Thursday, 4 May 2017

Dear Love

Happy Birthday.

I don't really know if I should be writing this or not, but I felt the urge and need to do so.
There might be millions who are reading this, but it doesn't matter to me what others have to say about us anymore. So many things have changed between us in the past 4 years, we've been together and moved apart at the same time. I know every hardship we went through along with every time we laughed our hearts out. I remember every single detail like it was just yesterday. I know that both of us didn't expect this to end here, I still don't believe its the end, but right now I have to move away from you.
Your birthday is one of the best days in the entire year for me.
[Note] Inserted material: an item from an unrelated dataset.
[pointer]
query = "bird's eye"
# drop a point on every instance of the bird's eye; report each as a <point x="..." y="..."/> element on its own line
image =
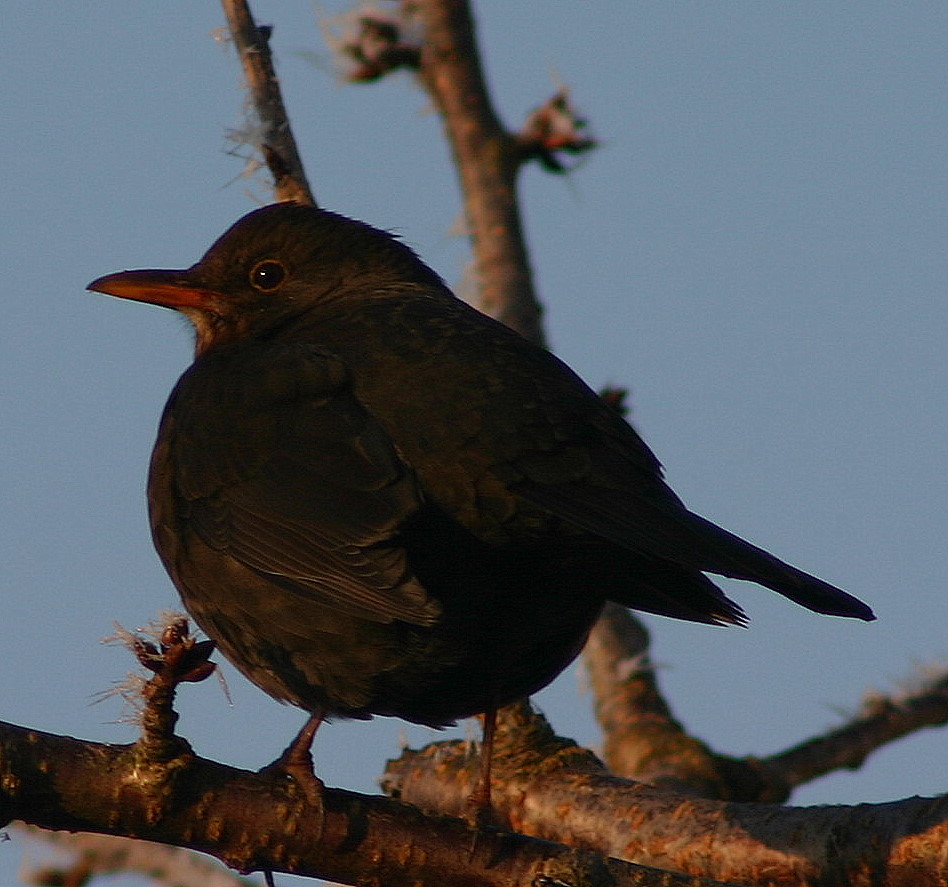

I love May 4th as much as I love cake, haha. Your birthday makes me realise that no matter how old you become, you will always remain as the 16 year old kid I first saw. I hate the fact that not once I was able to spend your birthday with you, I still hope that day will come soon, but I don't really know.
There are so many things going on in my mind while typing this, theres a tiny drop of water peeping through my eyes, which I'm having under complete control. I'm feeling a little dizzy typing this but thats totally okay.
I want to tell you something. You, are an amazing person. I've said this a million times now, but you truly are. I want to be with you all through out my life, but its going to take time love, for reasons I can't explain now. Till then, don't wait for me if you find some body else, go on, don't think what I will do when I come back, I will always find a way back to you through every mess. What I am now, will soon fade away, I will become better, but I don't know if you'll be waiting for me. I've a long line of mess that I've to clear up now, so that I am able to live for a longer time. I don't know how much of this you really understand, if you don't its okay, don't squeeze your mind too much. But someday my love, when you come to know what a mess I am, hug me tight and say its okay. (I'm totally asking for too much) I've to go now, I'm sorry for doing this to you, but Happy Birthday. Happy Birthday my irreplaceable constant. Till death do us apart.